Berg is the co-author of several leading textbooks including the textbook Biochemistry, originally written by Lubert Stryer. Biochemistry is currently in its tenth edition and is widely used by many universities around the world. Previous, he wrote Principles of Bioinorganic Chemistry with Stephen J. Lippard.

==Awards and honors==
His honors include a Presidential Young Investigator Award (1988–1993), the American Chemical Society Award in Pure Chemistry (1993), the Eli Lilly Award for Fundamental Research in Biological Chemistry (1995), the Maryland Outstanding Young Scientist of the Year (1995), the Distinguished Service Award from the Biophysical Society (2009), the Howard K. Schachman Public Service Award from the American Society for Biochemistry and Molecular Biology (ASBMB) (2011, presented in 2010), election to the Institute of Medicine of the National Academies (now the National Academy of Medicine) (2010), a Public Service Award from the American Chemical Society (2011), election to the American Academy of Arts and Sciences, and election as ASBMB president in 2012. He also received teaching awards from both medical students and graduate students and served as an advisor to the Johns Hopkins Postdoctoral Association at the time of its founding.

== Advocacy ==
While at NIGMS, Berg worked to increase transparency about NIH and its processes.

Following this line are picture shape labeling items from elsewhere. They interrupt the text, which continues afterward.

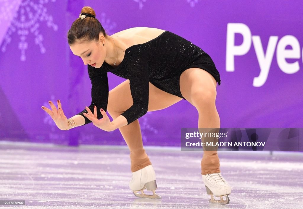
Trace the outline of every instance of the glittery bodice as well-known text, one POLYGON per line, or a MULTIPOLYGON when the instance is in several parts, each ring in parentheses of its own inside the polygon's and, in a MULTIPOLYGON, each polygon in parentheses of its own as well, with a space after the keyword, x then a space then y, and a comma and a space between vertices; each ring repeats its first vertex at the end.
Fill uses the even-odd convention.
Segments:
MULTIPOLYGON (((219 85, 219 73, 207 54, 183 38, 165 31, 146 43, 127 49, 122 61, 115 68, 105 62, 99 68, 88 65, 88 75, 92 84, 92 101, 89 108, 92 111, 94 105, 97 106, 97 110, 101 108, 106 110, 108 90, 108 72, 129 79, 133 103, 121 114, 129 124, 147 112, 149 82, 156 85, 158 83, 156 86, 158 87, 160 84, 171 81, 170 78, 179 75, 187 69, 195 66, 201 68, 198 66, 201 64, 203 65, 202 69, 211 68, 211 70, 208 71, 219 85)), ((85 110, 79 114, 83 115, 82 113, 86 112, 85 110)), ((98 118, 102 117, 98 111, 98 118)), ((84 118, 85 124, 91 122, 84 118)))

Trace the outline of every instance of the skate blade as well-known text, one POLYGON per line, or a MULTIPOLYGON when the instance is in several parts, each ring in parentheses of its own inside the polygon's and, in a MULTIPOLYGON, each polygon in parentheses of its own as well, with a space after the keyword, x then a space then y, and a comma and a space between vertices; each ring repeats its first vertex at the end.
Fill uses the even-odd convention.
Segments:
POLYGON ((215 203, 215 204, 225 205, 229 203, 229 198, 228 197, 228 195, 227 194, 221 196, 216 196, 216 197, 218 197, 220 198, 220 200, 216 200, 214 197, 214 194, 212 193, 212 192, 206 186, 205 186, 205 187, 206 189, 206 192, 207 194, 210 195, 211 199, 208 201, 211 203, 215 203), (223 197, 225 197, 225 200, 223 199, 223 197))
POLYGON ((161 199, 161 196, 156 194, 155 190, 153 190, 152 191, 153 194, 152 195, 146 194, 145 194, 144 192, 143 191, 143 189, 141 190, 141 191, 133 191, 133 193, 135 194, 135 196, 138 197, 140 197, 140 198, 158 199, 161 199), (139 191, 141 192, 141 194, 138 192, 139 191))
POLYGON ((215 199, 214 197, 214 195, 212 194, 210 195, 210 196, 211 199, 208 201, 211 203, 225 205, 229 203, 229 198, 228 197, 228 195, 227 194, 222 196, 218 196, 218 197, 220 198, 220 200, 215 199), (225 200, 223 199, 223 197, 225 197, 226 200, 225 200))

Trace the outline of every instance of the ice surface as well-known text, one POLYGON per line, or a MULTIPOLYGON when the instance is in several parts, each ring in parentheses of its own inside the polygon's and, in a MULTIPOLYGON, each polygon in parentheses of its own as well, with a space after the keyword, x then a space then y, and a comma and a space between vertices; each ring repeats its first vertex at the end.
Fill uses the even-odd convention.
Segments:
POLYGON ((228 205, 208 203, 200 174, 202 153, 145 148, 161 200, 136 197, 128 188, 126 147, 31 146, 0 142, 0 200, 25 200, 22 208, 303 208, 302 154, 219 151, 231 184, 228 205))

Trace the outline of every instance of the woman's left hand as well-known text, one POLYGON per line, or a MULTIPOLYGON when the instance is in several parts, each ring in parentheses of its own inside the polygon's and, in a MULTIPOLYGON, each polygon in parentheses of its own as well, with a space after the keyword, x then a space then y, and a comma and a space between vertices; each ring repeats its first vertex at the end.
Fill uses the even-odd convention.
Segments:
POLYGON ((106 113, 103 109, 100 109, 100 112, 102 114, 103 118, 100 120, 98 119, 97 114, 97 107, 94 106, 93 114, 91 110, 87 107, 85 107, 88 114, 84 113, 83 114, 95 126, 102 130, 107 131, 111 131, 115 128, 111 122, 111 121, 107 116, 106 113))

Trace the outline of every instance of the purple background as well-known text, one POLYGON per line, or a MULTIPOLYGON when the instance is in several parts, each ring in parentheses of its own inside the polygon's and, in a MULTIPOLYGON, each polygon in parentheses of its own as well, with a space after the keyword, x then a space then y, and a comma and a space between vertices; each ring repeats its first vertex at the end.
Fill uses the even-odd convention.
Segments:
MULTIPOLYGON (((95 10, 109 35, 133 27, 158 28, 208 54, 221 76, 216 104, 221 127, 302 127, 301 1, 2 0, 0 11, 6 15, 0 17, 0 140, 125 144, 118 130, 106 132, 92 124, 60 131, 41 108, 48 106, 48 100, 59 99, 69 118, 90 104, 87 67, 70 51, 66 35, 85 5, 95 10), (282 71, 275 49, 266 82, 253 86, 260 69, 252 42, 246 54, 235 57, 234 71, 228 71, 227 29, 231 23, 245 24, 252 35, 259 36, 265 51, 271 36, 277 36, 278 42, 286 35, 296 37, 300 58, 287 61, 297 61, 300 70, 293 74, 282 71)), ((235 39, 240 45, 243 38, 236 34, 235 39)), ((110 89, 124 80, 110 73, 108 78, 110 89)), ((183 100, 148 113, 139 119, 144 144, 178 146, 181 128, 196 127, 198 119, 195 108, 183 100)))

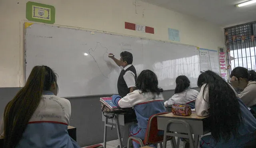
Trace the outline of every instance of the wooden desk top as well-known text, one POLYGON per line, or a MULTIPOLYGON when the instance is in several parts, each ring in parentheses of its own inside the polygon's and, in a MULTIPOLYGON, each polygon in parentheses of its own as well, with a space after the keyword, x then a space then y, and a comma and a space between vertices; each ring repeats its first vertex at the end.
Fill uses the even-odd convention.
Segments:
POLYGON ((193 120, 195 119, 196 120, 202 120, 208 117, 207 116, 200 116, 196 115, 196 114, 195 113, 192 113, 191 115, 189 116, 180 116, 175 115, 172 114, 172 112, 168 113, 166 114, 161 114, 160 115, 157 116, 159 117, 163 118, 183 118, 184 119, 188 120, 193 120))
POLYGON ((141 148, 152 148, 152 147, 148 146, 145 146, 143 147, 141 147, 141 148))
POLYGON ((72 128, 76 128, 74 126, 70 126, 70 125, 69 125, 68 126, 68 129, 72 129, 72 128))

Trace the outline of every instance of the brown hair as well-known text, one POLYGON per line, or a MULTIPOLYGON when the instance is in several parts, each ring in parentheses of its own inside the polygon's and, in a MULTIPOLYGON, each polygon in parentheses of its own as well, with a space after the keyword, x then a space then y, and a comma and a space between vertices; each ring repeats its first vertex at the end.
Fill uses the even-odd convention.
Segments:
POLYGON ((17 146, 31 116, 40 103, 42 93, 56 83, 57 76, 46 66, 34 67, 27 82, 4 109, 4 148, 17 146))

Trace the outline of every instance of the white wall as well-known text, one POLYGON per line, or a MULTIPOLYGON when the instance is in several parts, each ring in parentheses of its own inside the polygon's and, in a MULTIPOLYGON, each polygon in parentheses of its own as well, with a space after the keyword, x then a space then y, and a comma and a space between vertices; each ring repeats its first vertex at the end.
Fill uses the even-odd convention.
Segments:
MULTIPOLYGON (((0 0, 0 87, 19 87, 22 84, 24 35, 20 24, 26 19, 28 1, 0 0)), ((140 1, 137 14, 133 0, 34 1, 55 7, 55 24, 167 41, 170 28, 180 30, 181 43, 216 50, 224 45, 220 26, 140 1), (154 27, 155 34, 126 30, 124 22, 154 27)))

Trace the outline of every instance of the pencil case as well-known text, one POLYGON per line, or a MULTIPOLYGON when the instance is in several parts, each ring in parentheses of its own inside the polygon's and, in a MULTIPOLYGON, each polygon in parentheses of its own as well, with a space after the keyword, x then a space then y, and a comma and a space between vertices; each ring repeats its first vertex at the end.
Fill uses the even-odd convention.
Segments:
POLYGON ((189 105, 174 104, 172 106, 172 112, 178 116, 189 116, 192 114, 191 108, 189 105))

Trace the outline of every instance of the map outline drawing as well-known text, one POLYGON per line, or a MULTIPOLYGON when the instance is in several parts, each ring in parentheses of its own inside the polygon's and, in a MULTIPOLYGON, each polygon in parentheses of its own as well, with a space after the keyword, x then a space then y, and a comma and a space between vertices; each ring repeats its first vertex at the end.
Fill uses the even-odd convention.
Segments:
POLYGON ((103 47, 100 42, 99 41, 97 41, 96 42, 96 46, 95 47, 94 49, 92 48, 90 48, 88 50, 88 53, 89 53, 89 54, 93 58, 93 60, 94 60, 94 62, 96 63, 96 64, 97 64, 97 66, 99 68, 99 69, 100 70, 100 72, 101 74, 104 77, 106 78, 109 79, 110 78, 110 74, 111 73, 111 72, 112 71, 112 69, 113 69, 113 65, 112 65, 112 64, 108 64, 111 66, 111 68, 110 69, 109 69, 110 70, 109 73, 108 73, 107 75, 106 76, 105 74, 104 74, 104 73, 102 71, 102 69, 100 68, 100 65, 98 63, 98 62, 97 61, 97 60, 95 59, 95 57, 92 55, 90 52, 91 51, 94 51, 96 50, 97 48, 98 47, 98 45, 100 46, 102 48, 104 48, 106 49, 106 52, 104 52, 104 54, 102 56, 102 59, 103 61, 105 61, 107 63, 107 64, 108 64, 108 63, 109 62, 109 61, 106 61, 105 59, 104 59, 104 57, 106 55, 106 54, 108 53, 108 49, 106 47, 103 47))

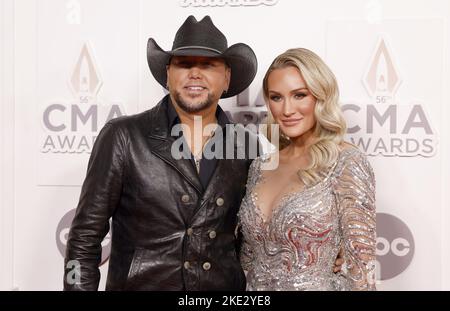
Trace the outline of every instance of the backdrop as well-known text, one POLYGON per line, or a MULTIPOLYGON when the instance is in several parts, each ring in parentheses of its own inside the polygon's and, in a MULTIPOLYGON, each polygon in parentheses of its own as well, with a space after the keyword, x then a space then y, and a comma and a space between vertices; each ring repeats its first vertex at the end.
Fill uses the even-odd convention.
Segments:
MULTIPOLYGON (((190 14, 208 14, 259 69, 222 107, 258 123, 261 83, 292 47, 338 78, 347 139, 377 182, 380 290, 450 289, 447 0, 1 0, 1 289, 60 290, 92 144, 106 120, 165 94, 146 62, 190 14)), ((103 242, 104 288, 110 250, 103 242)))

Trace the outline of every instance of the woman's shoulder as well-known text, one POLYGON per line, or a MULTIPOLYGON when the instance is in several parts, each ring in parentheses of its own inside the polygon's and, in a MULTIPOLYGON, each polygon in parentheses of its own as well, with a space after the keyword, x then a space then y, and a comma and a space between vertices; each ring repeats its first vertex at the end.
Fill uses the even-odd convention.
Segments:
POLYGON ((366 154, 354 144, 343 142, 339 145, 339 158, 337 161, 336 175, 340 175, 344 169, 359 167, 364 171, 372 171, 366 154))
POLYGON ((364 159, 367 159, 367 157, 365 153, 358 148, 358 146, 346 141, 339 145, 339 162, 352 160, 359 161, 364 159))

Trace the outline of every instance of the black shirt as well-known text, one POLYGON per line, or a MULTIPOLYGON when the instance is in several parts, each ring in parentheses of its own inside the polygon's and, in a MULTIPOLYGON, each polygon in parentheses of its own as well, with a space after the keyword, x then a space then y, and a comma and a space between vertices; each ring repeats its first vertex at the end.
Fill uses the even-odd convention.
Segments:
MULTIPOLYGON (((169 129, 172 130, 172 127, 176 124, 180 124, 181 120, 178 117, 177 111, 175 110, 175 108, 173 107, 172 101, 169 97, 169 104, 167 107, 167 117, 168 117, 168 122, 169 122, 169 129)), ((230 120, 228 119, 227 115, 225 114, 225 112, 222 110, 222 108, 220 108, 220 106, 217 106, 217 110, 216 110, 216 119, 217 119, 217 124, 219 125, 219 128, 217 128, 216 131, 218 130, 222 130, 222 137, 225 138, 225 127, 227 124, 230 124, 230 120)), ((209 142, 205 145, 205 148, 203 148, 203 150, 205 150, 208 146, 209 142)), ((191 154, 191 163, 194 166, 195 170, 197 171, 196 165, 195 165, 195 161, 194 161, 194 156, 191 154)), ((202 156, 201 160, 200 160, 200 173, 199 173, 199 178, 200 178, 200 182, 203 186, 203 190, 206 189, 206 187, 208 186, 209 180, 211 179, 211 176, 214 173, 214 170, 216 169, 217 166, 217 160, 215 157, 213 157, 212 159, 207 159, 206 157, 202 156)))

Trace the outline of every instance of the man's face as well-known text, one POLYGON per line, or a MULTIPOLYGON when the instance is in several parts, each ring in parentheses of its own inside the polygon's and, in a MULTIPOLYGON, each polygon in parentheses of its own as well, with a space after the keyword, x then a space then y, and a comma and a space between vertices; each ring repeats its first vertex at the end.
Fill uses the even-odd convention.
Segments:
POLYGON ((221 58, 174 56, 167 66, 167 84, 176 104, 188 113, 217 103, 230 84, 231 70, 221 58))

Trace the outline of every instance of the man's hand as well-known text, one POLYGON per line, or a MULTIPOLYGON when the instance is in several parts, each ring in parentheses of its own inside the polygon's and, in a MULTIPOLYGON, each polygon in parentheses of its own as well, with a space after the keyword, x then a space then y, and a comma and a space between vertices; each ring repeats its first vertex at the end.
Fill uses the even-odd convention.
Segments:
POLYGON ((341 248, 339 254, 336 257, 336 261, 334 262, 333 272, 337 273, 341 271, 343 264, 344 264, 344 250, 341 248))

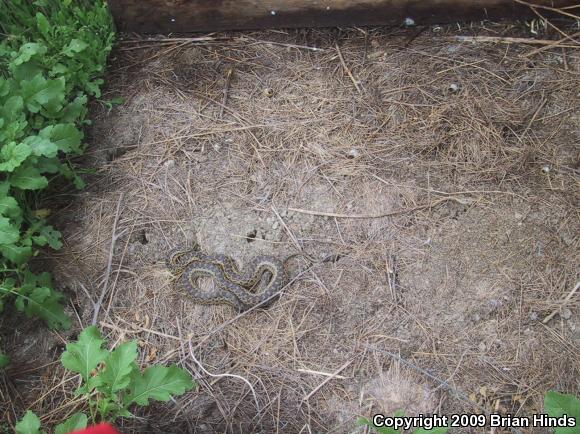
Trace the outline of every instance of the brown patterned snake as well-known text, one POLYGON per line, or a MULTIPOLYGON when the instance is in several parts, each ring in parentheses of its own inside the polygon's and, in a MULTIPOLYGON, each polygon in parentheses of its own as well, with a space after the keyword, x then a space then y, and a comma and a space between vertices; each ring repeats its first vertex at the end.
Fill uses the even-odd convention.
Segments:
POLYGON ((286 283, 284 262, 273 256, 257 256, 240 271, 229 256, 208 255, 195 248, 178 247, 169 252, 165 264, 172 274, 178 276, 178 286, 185 288, 195 302, 225 303, 240 311, 269 300, 286 283), (268 276, 270 278, 266 279, 268 276), (200 277, 213 278, 214 289, 201 290, 197 285, 200 277), (258 288, 263 289, 251 292, 250 288, 258 283, 258 288))

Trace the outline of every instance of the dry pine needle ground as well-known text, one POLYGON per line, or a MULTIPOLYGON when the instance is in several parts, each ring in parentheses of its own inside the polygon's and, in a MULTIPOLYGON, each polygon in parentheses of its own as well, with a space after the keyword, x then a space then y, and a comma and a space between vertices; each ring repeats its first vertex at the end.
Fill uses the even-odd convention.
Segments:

He started the first NIH institute director-written blog, the NIGMS Feedback Loop where he shared data about peer review outcomes and funding probabilities, internal processes for program development, program evaluations, and other aspects of NIGMS operations. At NIH, he developed a strong reputation for taking principled stands. NIGMS. After his departure from NIGMS, he continued these efforts as elected president of the American Society of Biochemistry and Molecular Biology in 2012. With the beginning of the second administration of Donald J. Trump, he shared information and insights about NIH operations through his Bluesky account (@jeremymberg.bsky.social) and other communication channels. He worked with current and former NIH staff members to publicize the Bethesda Declaration, a letter of dissent sent to NIH Director Jayanta Bhattacaharya. He tracked commitment of NIH funds across fiscal year 2025 when NIH was committing their appropriated funds are rates substantially lower than historical norms. The funding curves that Berg created are now updated regularly on the website grant-witness.org and on the front page of the NIH Reporter website. He wrote emails to NIH Director Bhattacharya, initially to alert him to historical NIH accomplishments and behavior and to share analyses on ongoing NIH activities. Berg shared these emails on Bluesky and put them together in a compilation called 50 Shades of Jay. Berg provide declarations in several lawsuits about historically abnormal NIH terminations of grants. Berg served on the advisory board of the advocacy organization Stand Up for Science.